Keine Flüchtlinge mehr in Notunterkünften

Die Flüchtlingslage hat sich in Mecklenburg-Vorpommern deutlich entspannt. Niemand muss dort mehr auf Plastikliegen in Notunterkünften nächtigen. Vorsichtshalber gibt das Land aber noch nicht alle Turn- und Messehallen auf.

Flüchtlingsunterkunft
dpa Von nun an müssen Flüchtlinge in MV nicht mehr auf provisorischen Betten schlafen.

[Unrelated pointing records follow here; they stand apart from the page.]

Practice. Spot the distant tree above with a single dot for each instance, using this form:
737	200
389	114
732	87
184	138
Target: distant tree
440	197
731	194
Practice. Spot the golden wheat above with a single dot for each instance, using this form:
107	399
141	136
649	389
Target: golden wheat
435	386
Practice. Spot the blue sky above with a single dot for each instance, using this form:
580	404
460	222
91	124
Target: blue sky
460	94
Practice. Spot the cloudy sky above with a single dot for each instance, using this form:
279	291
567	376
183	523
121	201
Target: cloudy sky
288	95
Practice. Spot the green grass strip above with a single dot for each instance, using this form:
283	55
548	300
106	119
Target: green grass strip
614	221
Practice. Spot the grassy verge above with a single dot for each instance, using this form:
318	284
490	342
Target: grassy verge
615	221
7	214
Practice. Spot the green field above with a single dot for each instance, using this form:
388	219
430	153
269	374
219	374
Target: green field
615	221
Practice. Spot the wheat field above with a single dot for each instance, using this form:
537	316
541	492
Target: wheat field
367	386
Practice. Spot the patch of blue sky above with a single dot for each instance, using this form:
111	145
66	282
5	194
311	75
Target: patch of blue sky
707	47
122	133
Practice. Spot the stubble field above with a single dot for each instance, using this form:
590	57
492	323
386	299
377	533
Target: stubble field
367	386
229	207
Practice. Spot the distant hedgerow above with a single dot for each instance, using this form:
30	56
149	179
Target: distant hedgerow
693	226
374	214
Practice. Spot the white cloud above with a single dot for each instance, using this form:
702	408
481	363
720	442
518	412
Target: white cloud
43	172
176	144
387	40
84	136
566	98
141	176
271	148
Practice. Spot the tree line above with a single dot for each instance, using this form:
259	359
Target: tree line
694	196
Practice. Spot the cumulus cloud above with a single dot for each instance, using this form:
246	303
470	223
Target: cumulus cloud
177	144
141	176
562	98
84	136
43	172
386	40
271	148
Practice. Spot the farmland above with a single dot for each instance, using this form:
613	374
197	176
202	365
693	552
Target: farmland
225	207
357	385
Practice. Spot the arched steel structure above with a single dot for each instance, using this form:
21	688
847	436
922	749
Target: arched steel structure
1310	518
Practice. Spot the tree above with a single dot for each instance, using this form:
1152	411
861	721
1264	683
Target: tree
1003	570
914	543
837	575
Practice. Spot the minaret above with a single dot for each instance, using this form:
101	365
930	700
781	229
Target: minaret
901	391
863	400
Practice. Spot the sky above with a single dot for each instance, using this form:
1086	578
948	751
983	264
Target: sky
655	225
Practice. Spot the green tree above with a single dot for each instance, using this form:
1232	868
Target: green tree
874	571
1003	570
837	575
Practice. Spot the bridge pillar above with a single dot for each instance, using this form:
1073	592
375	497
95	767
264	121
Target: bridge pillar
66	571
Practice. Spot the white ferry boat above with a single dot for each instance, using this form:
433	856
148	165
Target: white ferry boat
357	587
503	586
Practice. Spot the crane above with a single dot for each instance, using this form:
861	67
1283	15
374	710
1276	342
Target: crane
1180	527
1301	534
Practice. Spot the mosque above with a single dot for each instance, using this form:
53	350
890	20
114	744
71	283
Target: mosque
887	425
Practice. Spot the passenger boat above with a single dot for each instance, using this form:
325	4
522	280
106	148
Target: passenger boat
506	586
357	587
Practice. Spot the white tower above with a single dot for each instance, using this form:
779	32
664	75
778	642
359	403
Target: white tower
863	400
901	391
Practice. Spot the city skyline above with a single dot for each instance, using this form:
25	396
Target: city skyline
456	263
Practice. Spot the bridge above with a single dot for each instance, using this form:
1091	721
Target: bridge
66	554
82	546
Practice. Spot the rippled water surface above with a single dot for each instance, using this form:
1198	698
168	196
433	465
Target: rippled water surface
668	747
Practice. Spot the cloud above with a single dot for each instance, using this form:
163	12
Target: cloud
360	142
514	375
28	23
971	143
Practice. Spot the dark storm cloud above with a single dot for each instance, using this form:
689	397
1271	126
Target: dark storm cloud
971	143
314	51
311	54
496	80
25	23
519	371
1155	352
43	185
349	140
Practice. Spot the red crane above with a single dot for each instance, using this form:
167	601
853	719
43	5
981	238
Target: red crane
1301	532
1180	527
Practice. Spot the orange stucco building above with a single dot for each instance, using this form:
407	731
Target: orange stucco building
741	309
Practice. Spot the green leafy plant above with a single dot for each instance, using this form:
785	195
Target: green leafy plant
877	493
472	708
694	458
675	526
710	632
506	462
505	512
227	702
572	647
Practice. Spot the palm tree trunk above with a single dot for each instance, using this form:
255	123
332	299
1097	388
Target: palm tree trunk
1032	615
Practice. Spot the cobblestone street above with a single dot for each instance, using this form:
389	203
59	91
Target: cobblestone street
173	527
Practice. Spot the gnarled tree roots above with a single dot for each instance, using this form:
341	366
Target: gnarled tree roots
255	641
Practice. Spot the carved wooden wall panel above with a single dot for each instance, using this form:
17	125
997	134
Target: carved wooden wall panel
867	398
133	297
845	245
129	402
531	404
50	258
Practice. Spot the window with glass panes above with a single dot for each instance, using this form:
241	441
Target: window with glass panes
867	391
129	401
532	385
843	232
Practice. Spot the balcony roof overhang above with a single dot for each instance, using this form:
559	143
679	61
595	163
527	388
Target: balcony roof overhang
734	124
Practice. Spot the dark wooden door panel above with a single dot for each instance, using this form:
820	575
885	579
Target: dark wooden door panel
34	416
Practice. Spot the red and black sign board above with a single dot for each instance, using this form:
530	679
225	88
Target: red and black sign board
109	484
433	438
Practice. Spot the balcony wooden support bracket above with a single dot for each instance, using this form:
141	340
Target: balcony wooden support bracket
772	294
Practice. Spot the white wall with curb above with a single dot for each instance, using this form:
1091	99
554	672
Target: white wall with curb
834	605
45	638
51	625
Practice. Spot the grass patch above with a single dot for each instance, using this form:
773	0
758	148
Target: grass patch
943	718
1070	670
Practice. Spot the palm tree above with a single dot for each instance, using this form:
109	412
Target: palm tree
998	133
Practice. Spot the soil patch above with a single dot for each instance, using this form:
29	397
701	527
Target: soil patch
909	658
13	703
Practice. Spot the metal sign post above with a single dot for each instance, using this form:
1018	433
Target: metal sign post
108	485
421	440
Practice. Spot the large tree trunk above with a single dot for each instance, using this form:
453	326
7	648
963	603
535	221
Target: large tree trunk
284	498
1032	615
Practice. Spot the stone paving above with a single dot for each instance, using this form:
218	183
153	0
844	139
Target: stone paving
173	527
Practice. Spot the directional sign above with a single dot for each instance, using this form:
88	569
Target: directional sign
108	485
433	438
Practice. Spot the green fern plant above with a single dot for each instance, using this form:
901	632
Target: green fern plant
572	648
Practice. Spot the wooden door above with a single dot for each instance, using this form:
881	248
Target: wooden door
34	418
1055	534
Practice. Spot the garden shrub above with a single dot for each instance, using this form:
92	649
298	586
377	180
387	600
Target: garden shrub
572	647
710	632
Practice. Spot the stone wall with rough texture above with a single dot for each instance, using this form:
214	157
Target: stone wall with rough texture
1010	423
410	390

Als eines der ersten Bundesländer muss Mecklenburg-Vorpommern keine Flüchtlinge mehr in Notunterkünften unterbringen. Das sagte Innenminister Lorenz Caffier (CDU) am Freitag in Schwerin. Nach der Inbetriebnahme einer zweiten Annahmestelle für Asylanträge in dem Bundesland vor wenigen Wochen sei der seit September entstandene Stau abgearbeitet worden. Zeitweise hatten knapp 4000 Menschen in Turn- oder Messehallen auf ihre Registrierung gewartet.

Aktuell könnten Syrer wieder ein bis zwei Wochen nach Eintreffen in Mecklenburg-Vorpommern ihren Asylantrag stellen, so Caffier. Anschließend würden sie auf die Kommunen verteilt. Zuwanderer ohne reale Chance auf eine Aufenthaltsgenehmigung in Deutschland sollen bis zu ihrer Rückreise in den Erstaufnahmestellen mit derzeit knapp 1600 Plätzen bleiben. Dort wird weiter ausgebaut. So soll in Stern Buchholz im Süden von Schwerin am 22. Dezember ein zusätzliches Haus mit 450 Plätzen in Betrieb genommen werden.